On our build cluster, without any host MPI binding, h5p libraries bind to the container MPICH installation, /usr/lib/libmpi.so.12.

But, if we transfer the image file to Zeus and run the command there ..

	linux-vdso.so.1 (0x00007ffe76ba4000)
	libhdf5.so.103 => /usr/lib/libhdf5.so.103 (0x00007f03e2509000)
	libhdf5_hl.so.100 => /usr/lib/libhdf5_hl.so.100 (0x00007f03e24e3000)
	libpthread.so.0 => /lib/x86_64-linux-gnu/libpthread.so.0 (0x00007f03e24be000)
	libc.so.6 => /lib/x86_64-linux-gnu/libc.so.6 (0x00007f03e22fd000)
	libdl.so.2 => /lib/x86_64-linux-gnu/libdl.so.2 (0x00007f03e22f8000)
	libm.so.6 => /lib/x86_64-linux-gnu/libm.so.6 (0x00007f03e2175000)
	libmpi.so.12 => /pawsey/intel/17.0.5/compilers_and_libraries/linux/mpi/intel64/lib/libmpi.so.12 (0x00007f03e143d000)
	/lib64/ld-linux-x86-64.so.2 (0x00007f03e2918000)
	librt.so.1 => /lib/x86_64-linux-gnu/librt.so.1 (0x00007f03e1433000)
	libgcc_s.so.1 => /lib/x86_64-linux-gnu/libgcc_s.so.1 (0x00007f03e1419000)

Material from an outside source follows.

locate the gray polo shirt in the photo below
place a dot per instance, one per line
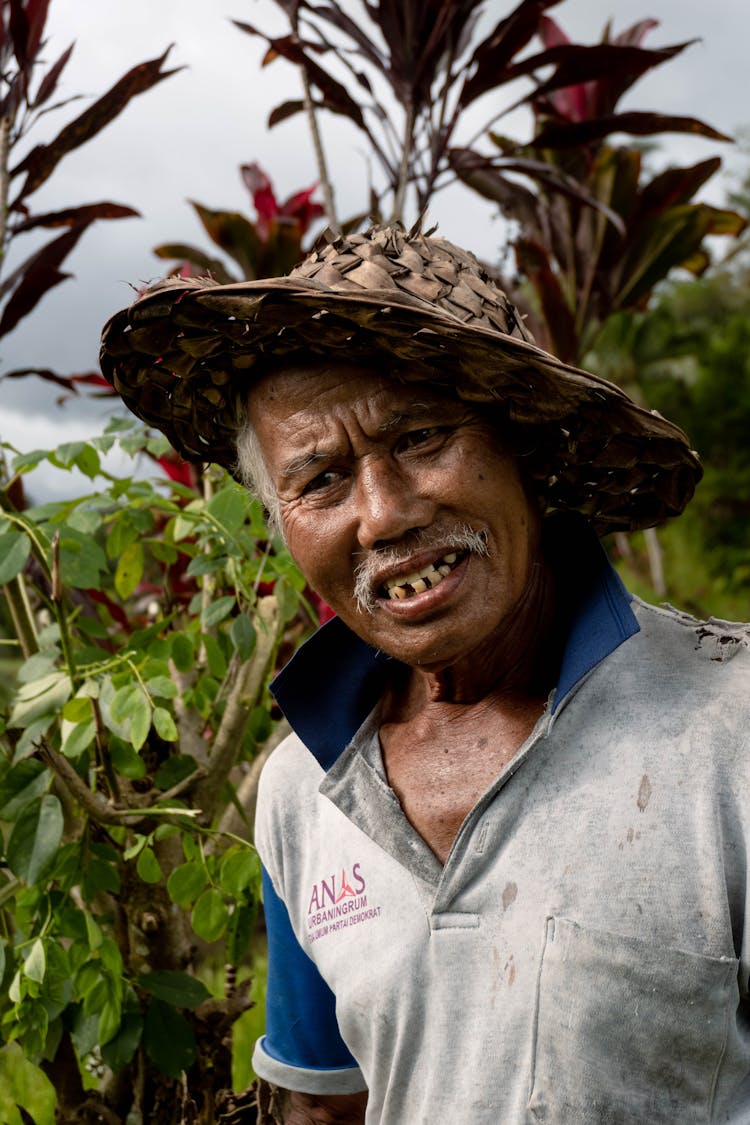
(583, 954)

.. we get linking to the host Intel MPI, /pawsey/intel/17.0.5/compilers_and_libraries/linux/mpi/intel64/lib/libmpi.so.12!

MPI performance: container vs bare metal

What’s the performance overhead in running an MPI application through containers, as compared to bare metal runs?

Well, the benchmark figures just below reveal it’s quite small…good news!

OSU bandwidth test

OSU point-to-point latency test

OSU collective latency test

Requirements for GPU enabled containers

In this context, in general the container image will need to embed the libraries and tools that are required at build and runtime of the application, as per any other application.

The one thing that is not required in the image is the GPU card driver; in fact, singularity is able to look for it in the host, and bind mount it to the running container.
To enable this behaviour, the --nv flag is required for Nvidia cards, and the --rocm one for AMD cards (this latter feature is experimental at the time of writing).
It’s a good thing that singularity allows for host mounting of the card driver, as this is a machine specific, rather than application specific, component.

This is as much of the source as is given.